Toronto Beaches Girls Lacrosse History

By Jim Calder and Paul Swanson

Girls lacrosse has become a vibrant and popular sport in Toronto, strongly represented by the Mimico Mountaineers in Etobicoke and by the Toronto Beaches in Central Toronto, North York and Scarborough. Over the past two decades, Toronto teams have won a multitude of Provincial Medals and helped populate Team Ontario and Team Canada. Even more significantly, many women have gone on to play the game in university in both Canada and the USA. It is a story of success for the greatest sport in the world.

To properly understand the roots of Toronto Beaches Girls Lacrosse, tribute must be paid to the pathbreakers at the Toronto Stars and to the visionaries, builders and dedicated volunteers in those critical early days who helped the Toronto Beaches take flight. The Toronto Beaches Hall of Fame honours several of these individuals.

The history really starts with a few daring girls playing on predominantly-boys box lacrosse teams for both the Toronto Beaches and Toronto Stars lacrosse clubs in the early 1970s, an era when female athletes often did not receive the respect that they deserved. The Stars’ President Ron Parkinson created a girls’ box lacrosse program in the early 2000s playing out of Scarborough’s McGregor Arena. It operated as a house league and eventually evolved to include a growing rep program.

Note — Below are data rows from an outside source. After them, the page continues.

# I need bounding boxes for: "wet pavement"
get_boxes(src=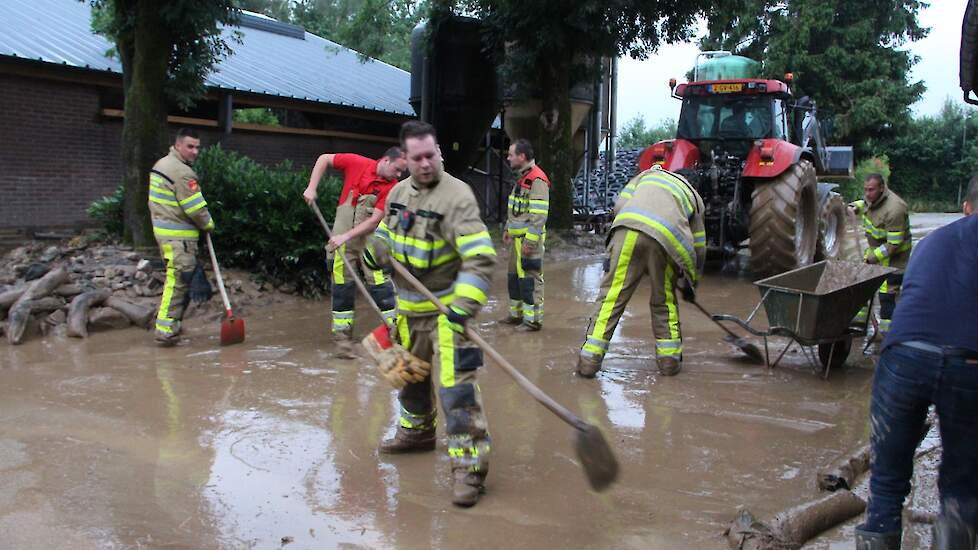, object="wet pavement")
[0,213,960,549]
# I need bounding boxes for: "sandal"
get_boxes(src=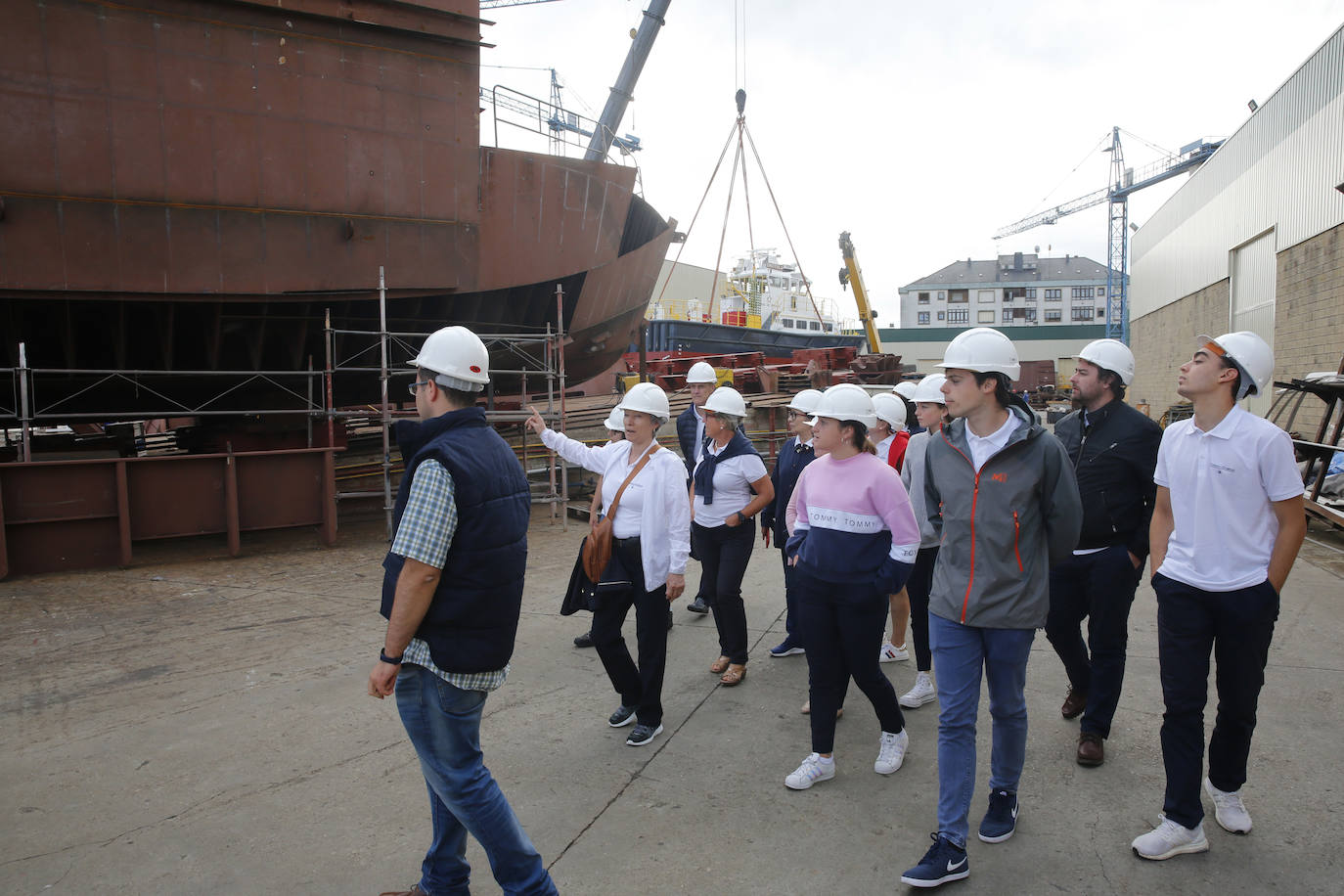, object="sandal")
[719,662,747,688]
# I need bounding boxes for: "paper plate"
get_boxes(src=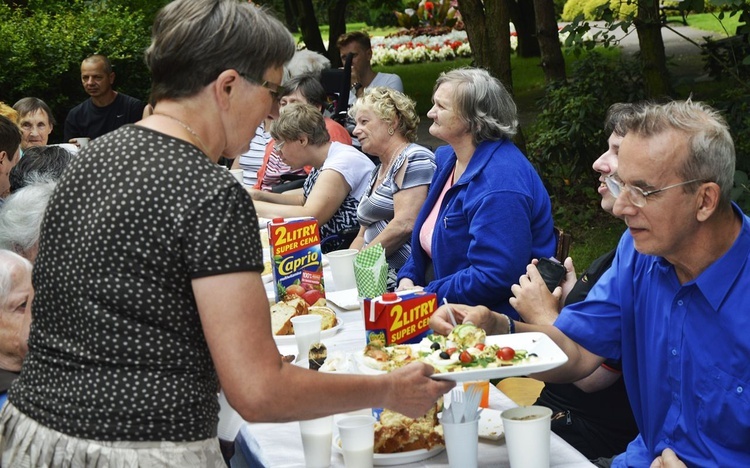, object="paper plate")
[333,436,445,466]
[273,317,344,346]
[355,332,568,382]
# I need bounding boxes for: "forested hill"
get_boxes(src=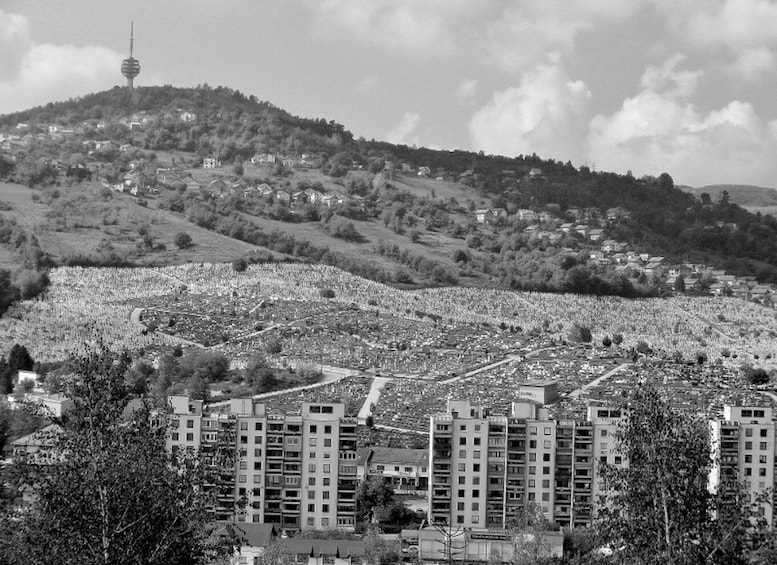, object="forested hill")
[0,85,777,295]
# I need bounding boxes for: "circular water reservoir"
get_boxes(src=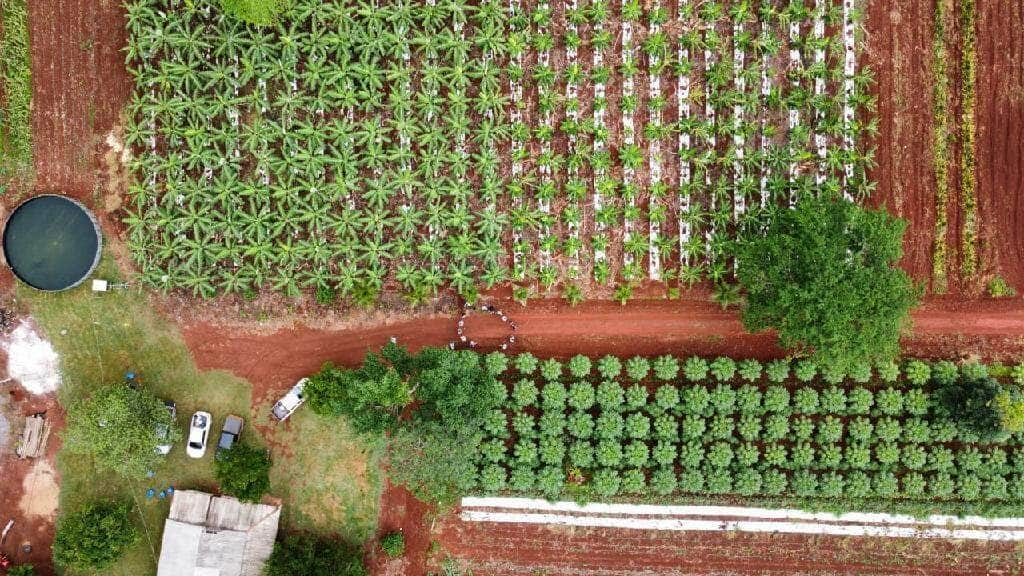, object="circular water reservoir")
[3,195,102,292]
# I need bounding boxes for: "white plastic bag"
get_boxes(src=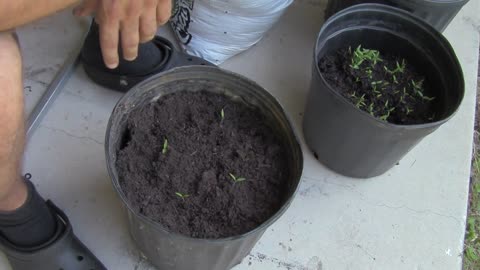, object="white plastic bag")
[171,0,293,64]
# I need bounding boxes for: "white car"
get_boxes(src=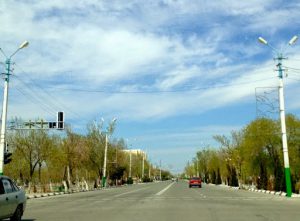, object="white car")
[0,176,26,221]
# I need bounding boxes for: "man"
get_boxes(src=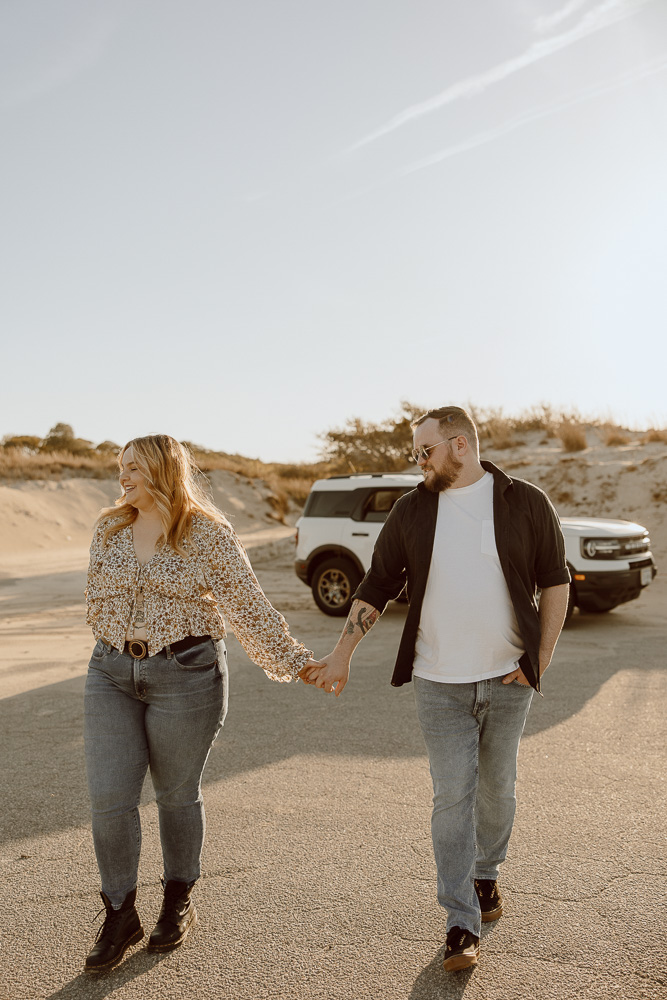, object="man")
[302,406,570,971]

Girls’ box programs were forerunners to the field sport that would soon surge in popularity in just a few years time. The skills learned by these players translated well into girls field lacrosse, which is favoured internationally and at the university level. The Ontario Lacrosse Association and the Ontario Women’s Field Lacrosse association — the sport’s governing bodies — conducted “Play Days” that introduced the sport to more and more young athletes. The Toronto Stars joined OWFL and started to compete against other Ontario clubs. McCowan District Park became the home of the Girls Field Program featuring house league games and practices. By 2008, the Stars U15 team won the Provincial silver medal in the B division.

Toronto Beaches wanted to grow a girls program organically, and the experienced Toronto Stars volunteers served as mentors. The two clubs openly worked together to promote girls lacrosse, with the Stars focusing on adolescents and the Beaches growing a program organically by offering programs to younger ages.

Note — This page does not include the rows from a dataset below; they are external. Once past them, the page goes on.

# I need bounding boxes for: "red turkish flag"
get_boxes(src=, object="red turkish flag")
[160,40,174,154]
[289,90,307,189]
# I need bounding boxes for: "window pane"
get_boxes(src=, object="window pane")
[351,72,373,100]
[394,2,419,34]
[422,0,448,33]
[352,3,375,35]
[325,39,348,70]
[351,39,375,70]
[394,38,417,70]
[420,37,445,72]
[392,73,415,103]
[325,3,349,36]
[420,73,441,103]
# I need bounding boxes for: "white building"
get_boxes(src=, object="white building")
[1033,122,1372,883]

The first Beaches team to compete in OWFL finished sixth at 2010 Provincials in the U11A category. This team was the first seed planted in what would become a forest.

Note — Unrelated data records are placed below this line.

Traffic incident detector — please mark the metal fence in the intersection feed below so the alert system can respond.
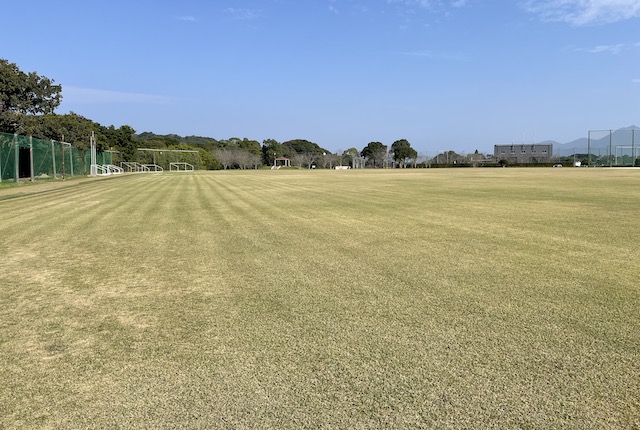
[0,133,113,182]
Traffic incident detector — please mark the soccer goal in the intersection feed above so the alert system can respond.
[169,162,193,172]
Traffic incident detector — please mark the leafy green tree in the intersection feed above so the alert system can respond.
[262,139,285,166]
[360,142,387,167]
[391,139,418,167]
[0,59,62,133]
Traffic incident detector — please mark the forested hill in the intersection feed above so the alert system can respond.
[134,131,220,151]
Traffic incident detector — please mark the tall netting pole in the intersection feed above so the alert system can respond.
[609,130,613,167]
[13,133,20,184]
[51,139,57,179]
[29,136,36,182]
[90,131,98,176]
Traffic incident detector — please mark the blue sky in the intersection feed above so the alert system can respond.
[0,0,640,155]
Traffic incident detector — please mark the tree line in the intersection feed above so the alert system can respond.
[0,59,492,169]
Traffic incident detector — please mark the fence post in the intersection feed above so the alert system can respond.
[51,139,57,179]
[29,136,36,182]
[13,133,20,184]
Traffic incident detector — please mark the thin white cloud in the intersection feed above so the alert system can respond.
[524,0,640,26]
[225,7,261,20]
[62,85,173,104]
[575,43,640,55]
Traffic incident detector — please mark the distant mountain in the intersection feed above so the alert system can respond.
[542,125,640,157]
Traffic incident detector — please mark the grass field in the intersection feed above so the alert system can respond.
[0,169,640,429]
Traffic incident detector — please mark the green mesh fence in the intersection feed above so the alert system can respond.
[0,133,117,182]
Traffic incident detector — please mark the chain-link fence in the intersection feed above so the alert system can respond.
[583,128,640,167]
[0,133,114,182]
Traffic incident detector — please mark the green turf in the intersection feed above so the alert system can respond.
[0,169,640,429]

A photo of the 2010 Toronto Beaches U11 Girls Field Lacrosse team
Back row (left to right): Mary Ormsby (trainer), Michael McCauley (coach), Elisha King (coach), Susan Tung (coach)
Middle row (left to right): Adèle Swanson, Lochlahn March, Morgan McEachen, Riley McCauley, Asia Reid, Bryanna Phillips, Reilly Hunter
Front row (left to right): Bailey Jacobs, Amy Nicoloff, Madelyn Farmakovski (goalie), Margaux Williams-Kelly, Lauren Raney

Subsequent Beaches U11 teams would go on to win the bronze (2011, 2014, 2016) and silver (2012-13) in the A-division and gold in the B division (2015). Their success would carry on into the formation of medal-winning U13, U15 and U19 teams. At the same time, the Stars captured a number of Provincial Medals including the 2013 U19 D Silver, the 2014 U19 D Gold and the 2014 Senior B Bronze.

In order to introduce the girls to higher levels of the game in the USA, Stars coaches and later Beaches coaches regularly brought their teams to compete in U.S. tournaments and camps, such as the Goblin Games in Ithaca and Hobart College, respectively. Beaches and Stars teams and players became a common sight in upstate New York and the U.S. eastern seaboard.

Due to the common purpose shared by Beaches and Stars volunteers, the idea of blending the two field programs caught on. This would come to fruition in 2015 when the Stars provided players, coaches and volunteer administrators to Beaches Lacrosse, and Beaches Lacrosse reciprocated with players and a very solid administrative organization.

An important offshoot of the program both before and after the merger was the creation of a vibrant Toronto high school league throughout schools in the east end. As young players reached high school age they helped pioneer girls field programs. The league blossomed from 2 teams to 12 teams over the years. The Stars and Beaches girls played a significant role in starting high school programs, and later in populating Ontario University teams.

A level of excellence has been reached since the humble beginnings in the early 2000s. Many of the players have gone on to become Coaches, Officials and Builders of Programs in Ontario and elsewhere. The work of hundreds of volunteers over the years has been well worth it for those who enjoy it today.